South Korea is exploring crypto exchanges listing local tokens. Initial investigations revealed that all Bitcoin exchanges are conducting legal operations across South Korea. However, Flata Exchange is suspected to have listed its in-house token FLAT in January 2020. Meanwhile, the collapse of FTX hit South Korea the most as a country. Keep reading us for details…
Korean Financial Intelligence Unit investigates Bitcoin exchanges
Local cryptocurrencies were the biggest factor contributing to the demise of numerous exchanges and ecosystems this year during the most recent FTX crash. Therefore, Korea’s financial authority, the Korean Financial Intelligence Unit (KoFIU), has launched an investigation into Bitcoin exchanges for listing their in-house, self-issued tokens. In the investigation he conducted in this context, he realized the same thing.
cryptocoin.comAs you follow, FTX and its 130 subsidiaries have recently filed for bankruptcy. The price drop of the in-house token FTX Token (FTT) was effective in the collapse of the said crypto exchange. According to a local report, Korea has banned crypto exchanges from issuing local tokens.
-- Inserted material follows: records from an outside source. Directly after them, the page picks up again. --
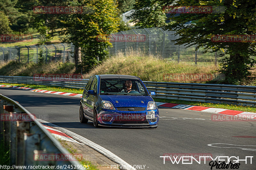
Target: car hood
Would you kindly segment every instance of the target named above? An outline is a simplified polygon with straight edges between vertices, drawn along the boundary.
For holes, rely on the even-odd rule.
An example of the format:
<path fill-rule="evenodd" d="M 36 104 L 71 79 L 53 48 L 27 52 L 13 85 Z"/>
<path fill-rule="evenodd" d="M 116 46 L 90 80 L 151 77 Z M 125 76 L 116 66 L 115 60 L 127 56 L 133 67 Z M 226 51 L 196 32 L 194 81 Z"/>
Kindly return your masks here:
<path fill-rule="evenodd" d="M 153 101 L 150 96 L 115 96 L 101 95 L 102 100 L 109 101 L 115 107 L 147 107 L 148 102 Z M 116 103 L 117 101 L 118 103 Z M 143 103 L 142 103 L 142 102 Z"/>

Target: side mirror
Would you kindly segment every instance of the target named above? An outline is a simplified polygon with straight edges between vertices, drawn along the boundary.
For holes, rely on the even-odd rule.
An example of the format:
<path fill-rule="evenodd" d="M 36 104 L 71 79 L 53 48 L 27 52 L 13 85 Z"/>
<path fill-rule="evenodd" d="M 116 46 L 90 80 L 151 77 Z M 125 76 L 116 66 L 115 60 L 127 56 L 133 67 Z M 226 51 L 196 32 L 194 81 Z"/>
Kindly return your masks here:
<path fill-rule="evenodd" d="M 156 93 L 154 92 L 150 91 L 150 95 L 151 96 L 156 96 Z"/>
<path fill-rule="evenodd" d="M 88 91 L 87 92 L 87 94 L 95 96 L 96 93 L 93 90 L 88 90 Z"/>

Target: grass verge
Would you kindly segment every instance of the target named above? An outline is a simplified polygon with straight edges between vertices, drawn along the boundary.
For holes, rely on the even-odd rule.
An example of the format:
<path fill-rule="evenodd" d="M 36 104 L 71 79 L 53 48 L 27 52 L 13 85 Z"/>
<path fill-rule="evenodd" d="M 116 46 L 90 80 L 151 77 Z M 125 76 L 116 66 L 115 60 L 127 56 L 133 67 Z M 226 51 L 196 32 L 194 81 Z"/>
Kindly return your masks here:
<path fill-rule="evenodd" d="M 180 104 L 188 104 L 204 107 L 209 107 L 215 108 L 225 109 L 230 110 L 237 110 L 243 112 L 249 112 L 256 113 L 256 107 L 249 106 L 238 106 L 235 104 L 225 104 L 224 103 L 216 104 L 211 103 L 204 103 L 200 102 L 193 102 L 191 101 L 186 101 L 180 100 L 173 100 L 171 99 L 162 99 L 154 98 L 154 100 L 156 102 L 164 103 L 174 103 Z"/>
<path fill-rule="evenodd" d="M 45 86 L 44 85 L 38 85 L 37 84 L 11 84 L 7 83 L 2 83 L 0 82 L 0 84 L 4 85 L 9 85 L 15 86 L 20 86 L 22 87 L 29 87 L 32 89 L 40 89 L 40 90 L 46 90 L 49 91 L 60 91 L 61 92 L 66 92 L 67 93 L 77 93 L 78 94 L 82 94 L 84 89 L 73 89 L 66 87 L 62 87 L 54 86 Z M 85 85 L 84 85 L 85 87 Z"/>
<path fill-rule="evenodd" d="M 33 88 L 33 89 L 37 89 L 54 91 L 61 91 L 68 93 L 72 93 L 79 94 L 82 94 L 84 90 L 83 89 L 75 89 L 60 87 L 57 86 L 44 86 L 43 85 L 37 85 L 35 84 L 30 85 L 26 84 L 9 84 L 1 83 L 0 83 L 0 84 L 19 86 Z M 156 102 L 160 102 L 169 103 L 180 104 L 188 104 L 189 105 L 193 105 L 204 107 L 210 107 L 220 108 L 225 109 L 256 113 L 256 107 L 249 106 L 238 106 L 234 104 L 225 104 L 224 103 L 218 104 L 213 103 L 208 103 L 200 102 L 193 102 L 191 101 L 186 101 L 185 100 L 173 100 L 170 99 L 154 98 L 154 100 Z"/>

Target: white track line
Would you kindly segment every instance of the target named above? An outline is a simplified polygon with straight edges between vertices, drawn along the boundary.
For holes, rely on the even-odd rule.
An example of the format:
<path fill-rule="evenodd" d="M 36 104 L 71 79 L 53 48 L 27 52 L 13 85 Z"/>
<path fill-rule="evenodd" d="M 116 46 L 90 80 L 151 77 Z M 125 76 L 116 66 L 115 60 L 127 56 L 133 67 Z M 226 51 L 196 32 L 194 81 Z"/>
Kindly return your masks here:
<path fill-rule="evenodd" d="M 125 165 L 124 167 L 126 166 L 128 167 L 131 167 L 131 169 L 130 168 L 129 169 L 133 169 L 133 170 L 136 170 L 136 169 L 133 167 L 130 164 L 128 164 L 127 162 L 122 159 L 121 158 L 117 156 L 117 155 L 115 155 L 113 153 L 111 152 L 107 149 L 104 148 L 102 146 L 95 143 L 94 142 L 91 141 L 84 137 L 82 136 L 80 136 L 79 135 L 71 131 L 69 131 L 63 128 L 61 128 L 59 126 L 55 125 L 54 124 L 45 121 L 41 119 L 37 119 L 37 120 L 41 123 L 47 123 L 47 126 L 53 126 L 54 127 L 54 128 L 58 129 L 59 130 L 61 131 L 63 133 L 66 134 L 67 135 L 71 136 L 72 138 L 76 140 L 79 142 L 84 143 L 89 147 L 92 148 L 94 150 L 97 151 L 101 153 L 103 155 L 105 155 L 109 159 L 115 162 L 118 164 L 120 165 Z"/>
KoFIU’s investigation in this direction aims to ensure that legal regulations are complied with for the safety of the investor.
Major cryptocurrency exchanges come out clean, focus on small
Initial investigations revealed that all crypto exchanges are conducting legal operations across South Korea. However, a Financial Services Commission (FSC) spokesperson said there are some doubts about their in-house token listing. For this, he announced plans to further deepen the investigation.
Flata Exchange is one of the leading suspects. According to South Korean local media Yonhap, he is being investigated for listing the in-house token FLAT in January 2020. Major exchanges such as Upbit and Bithumb were cleared by the authorities. From now on, smaller exchanges will be the focus of investigations.
South Korea hit hardest by FTX crash
CoinGecko analysis revealed that on average, 297,229 South Korean users visit FTX.com on a monthly basis. That’s why South Korea tops the list of countries most affected by the collapse of FTX. Although it is not in the top three, Turkey is also at the forefront in terms of being affected.
Meanwhile, South Korean authorities froze approximately $104.4 million (140 billion won) of FTX co-founder Shin Hyun-Seong on suspicion of profiting from unfair LUNA sales. The Seoul Southern District Court upheld the freeze of Shin’s assets pending further investigations.